Search code examples
pythonnlpgensimphrase

Gensim phrases model vocabulary length does not correspond to amount of iteratively added documents


I iteratively apply the...

bigram.add_vocab(<List of List with Tokens>)

method in order to update a...

bigram = gensim.models.phrases.Phrases(min_count=bigramMinFreq, threshold=10.0)

Gensim phrases model. With each iteration up to ~10'000 documents are added. Therefore my intuition is that the Phrases model grows with each added document set. I check this intuition by checking the length of the bigram vocabulary with...

len(bigram.vocab))

Furthermore I also check the amount of phrasegrams in the freezed Phrase model with...

bigram_freezed = bigram.freeze()
len(bigram_freezed.phrasegrams)

A resulting output looks as follows:

Data of directory:  000  is loaded
Num of Docs: 97802
Updated Bigram Vocab is:  31819758
Amount of phrasegrams in freezed bigram model:  397554
-------------------------------------------------------
Data of directory:  001  
Num of Docs: 93368
Updated Bigram Vocab is:  17940420
Amount of phrasegrams in freezed bigram model:  429162
-------------------------------------------------------
Data of directory:  002  
Num of Docs: 87265
Updated Bigram Vocab is:  36120292
Amount of phrasegrams in freezed bigram model:  661023
-------------------------------------------------------
Data of directory:  003
Num of Docs: 55852
Updated Bigram Vocab is:  20330876
Amount of phrasegrams in freezed bigram model:  604504
-------------------------------------------------------
Data of directory:  004
Num of Docs: 49390
Updated Bigram Vocab is:  31101880
Amount of phrasegrams in freezed bigram model:  745827
-------------------------------------------------------
Data of directory:  005
Num of Docs: 56258
Updated Bigram Vocab is:  19236483
Amount of phrasegrams in freezed bigram model:  675705
-------------------------------------------------------
...

As can be seen neither the bigram vocab count nor the phrasegram count of the freezed bigram model is continuously increasing. I expected both counts to increase with added documents.

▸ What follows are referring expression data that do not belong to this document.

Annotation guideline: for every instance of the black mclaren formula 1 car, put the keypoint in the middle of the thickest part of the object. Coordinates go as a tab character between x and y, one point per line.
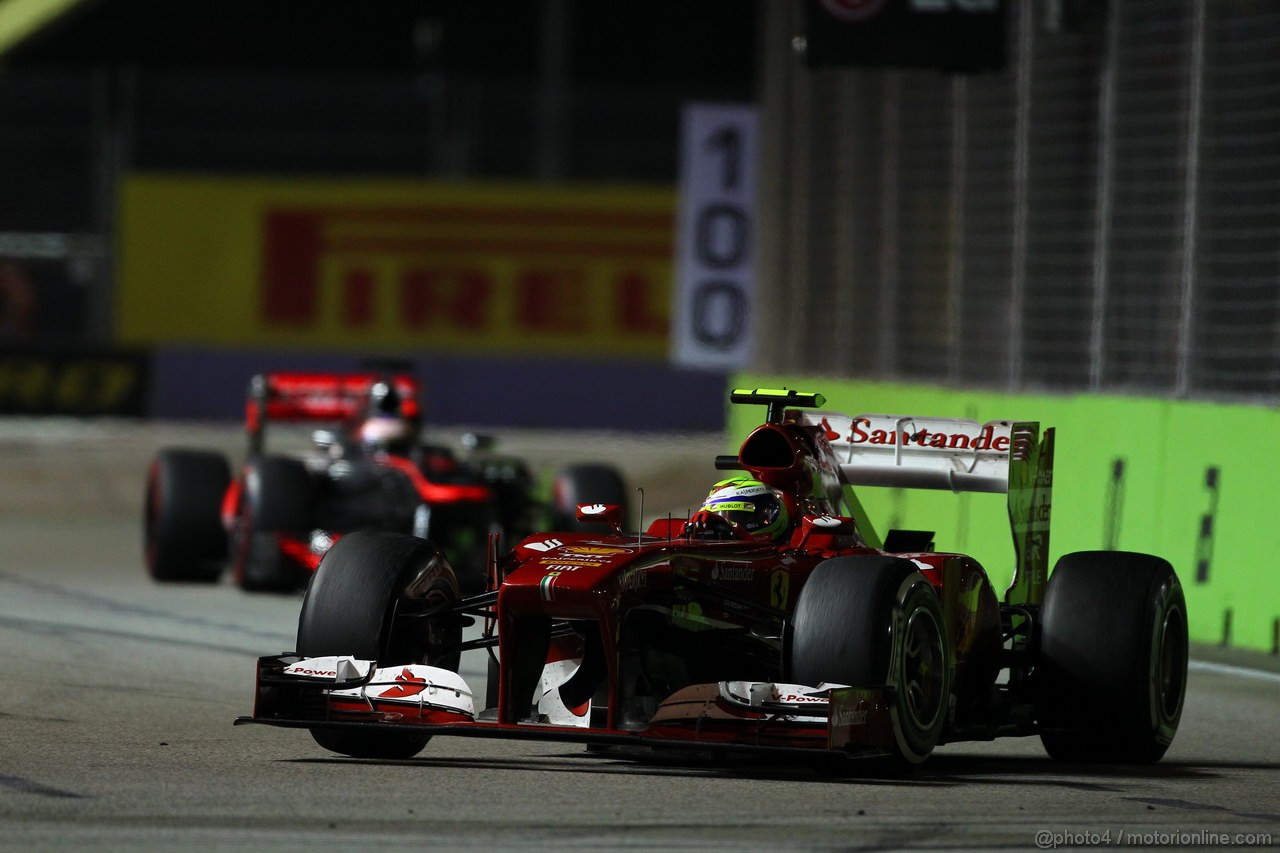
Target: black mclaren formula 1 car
279	514
775	620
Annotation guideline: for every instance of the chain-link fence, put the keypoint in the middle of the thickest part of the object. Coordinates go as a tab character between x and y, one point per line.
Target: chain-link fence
1101	215
65	138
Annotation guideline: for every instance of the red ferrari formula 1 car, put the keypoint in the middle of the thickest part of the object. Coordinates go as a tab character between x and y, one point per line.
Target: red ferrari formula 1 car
277	518
773	620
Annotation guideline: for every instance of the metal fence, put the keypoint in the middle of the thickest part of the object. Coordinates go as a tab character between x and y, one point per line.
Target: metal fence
1101	215
67	137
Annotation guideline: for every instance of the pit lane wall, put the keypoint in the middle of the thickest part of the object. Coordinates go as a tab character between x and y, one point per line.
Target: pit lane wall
517	304
1191	482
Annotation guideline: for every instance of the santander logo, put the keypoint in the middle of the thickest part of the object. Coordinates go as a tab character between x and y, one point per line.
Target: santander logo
407	684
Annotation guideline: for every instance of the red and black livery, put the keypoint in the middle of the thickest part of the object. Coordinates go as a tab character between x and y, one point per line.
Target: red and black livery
828	643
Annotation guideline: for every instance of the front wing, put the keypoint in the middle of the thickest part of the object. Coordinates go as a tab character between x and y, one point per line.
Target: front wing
727	716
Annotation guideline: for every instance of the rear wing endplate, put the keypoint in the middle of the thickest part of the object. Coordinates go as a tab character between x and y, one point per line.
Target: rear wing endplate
318	397
999	456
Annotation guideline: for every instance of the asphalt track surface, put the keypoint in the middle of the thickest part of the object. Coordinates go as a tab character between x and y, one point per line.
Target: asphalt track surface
117	698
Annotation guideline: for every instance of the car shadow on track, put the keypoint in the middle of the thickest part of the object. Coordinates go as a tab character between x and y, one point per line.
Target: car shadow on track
940	771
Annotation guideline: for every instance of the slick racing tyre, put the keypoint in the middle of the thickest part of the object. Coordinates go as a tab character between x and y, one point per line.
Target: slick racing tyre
1111	673
869	621
277	498
183	536
585	484
365	600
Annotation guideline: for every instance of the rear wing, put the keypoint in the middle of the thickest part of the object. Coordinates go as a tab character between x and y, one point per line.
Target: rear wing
318	397
999	456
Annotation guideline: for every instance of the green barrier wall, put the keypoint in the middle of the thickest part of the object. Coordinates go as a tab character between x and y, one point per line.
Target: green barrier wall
1194	483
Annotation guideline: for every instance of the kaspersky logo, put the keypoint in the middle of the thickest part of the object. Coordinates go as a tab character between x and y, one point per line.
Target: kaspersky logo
406	685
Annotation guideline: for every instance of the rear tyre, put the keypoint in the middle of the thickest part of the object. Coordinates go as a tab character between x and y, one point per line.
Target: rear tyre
1111	674
361	602
183	536
869	621
278	498
585	484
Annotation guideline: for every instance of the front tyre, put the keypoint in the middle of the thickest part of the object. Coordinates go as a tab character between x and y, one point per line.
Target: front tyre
278	500
1111	674
183	536
362	601
869	621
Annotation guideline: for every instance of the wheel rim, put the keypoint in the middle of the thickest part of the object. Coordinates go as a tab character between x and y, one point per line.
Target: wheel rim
1171	662
923	669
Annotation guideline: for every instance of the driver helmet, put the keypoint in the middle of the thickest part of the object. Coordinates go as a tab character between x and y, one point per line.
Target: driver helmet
384	434
749	506
385	429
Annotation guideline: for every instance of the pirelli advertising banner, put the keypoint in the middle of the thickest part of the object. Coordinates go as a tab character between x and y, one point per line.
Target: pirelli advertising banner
396	267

Do I not understand what phrase.vocab and phraser.phrasegrams are referring to? (if needed I can add the whole corrsponding Jupyter Notebook cell)


Solution

  • By default, to avoid using an unbounded amount of RAM, the Gensim Phrases class uses a default parameter max_vocab_size=40000000, per the source code & docs at:

    https://radimrehurek.com/gensim/models/phrases.html#gensim.models.phrases.Phrases

    Unfortunately, the mechanism behind this cap is very crude & non-intuitive. Whenever the tally of all known keys in they survey-dict (which includes both unigrams & bigrams) hits this threshold (default 40,000,000), a prune operation is performed that discards all token counts (unigrams & bigrams) at low-frequencies until the total unique-keys is under the threshold. And, it sets the low-frequency floor for future prunes to be at least as high as was necessary for this prune.

    For example, the 1st time this is hit, it might need to discard all the 1-count tokens. And due to the typical Zipfian distribution of word-frequencies, that step along might not just get the total count of known tokens slightly under the threshold, but massively under the threshold. And, any subsequent prune will start by eliminated at least everything with fewer than 2 occurrences.

    This results in the sawtooth counts you're seeing. When the model can't fit in max_vocab_size, it overshrinks. It may do this many times in the course of processing a very-large corpus. As a result, final counts of lower-frequency words/bigrams can also be serious undercounts - depending somewhat arbitrarily on whether a key's counts survived the various prune-thresholds. (That's also influenced by where in the corpus a token appears. A token that only appears in the corpus after the last prune will still have a precise count, even if it only appears once! Although rare tokens that appeared any number of times could be severely undercounted, if they were always below the cutoff at each prior prune.)

    The best solution would be to use a precise count that uses/correlates some spillover storage on-disk, to only prune (if at all) at the very end, ensuring only the truly-least-frequent keys are discarded. Unfortunately, Gensim's never implemented that option.

    The next-best, for many cases, could be to use a memory-efficient approximate counting algorithm, that vaguely maintains the right magnitudes of counts for a much-larger number of keys. There's been a litte work in Gensim on this in the past, but not yet integrated with the Phrases functionality.

    That leaves you with the only practical workaround in the short term: change the max_vocab_size parameter to be larger.

    You could try setting it to math.inf (might risk lower performance due to int-vs-float comparisons) or sys.maxsize – essentially turning off the pruning entirely, to see if your survey can complete without exhausting your RAM. But, you might run out of memory anyway.

    You could also try a larger-but-not-essentially-infinite cap – whatever fits in your RAM – so that far less pruning is done. But you'll still see the non-intuitive decreases in total counts, sometimes, if in fact the threshold is ever enforced. Per the docs, a very rough (perhaps outdated) estimate is that the default max_vocab_size=40000000 consumes about 3.6GB at peak saturation. So if you've got a 64GB machine, you could possibly try a max_vocab_size thats 10-14x larger than the default, etc.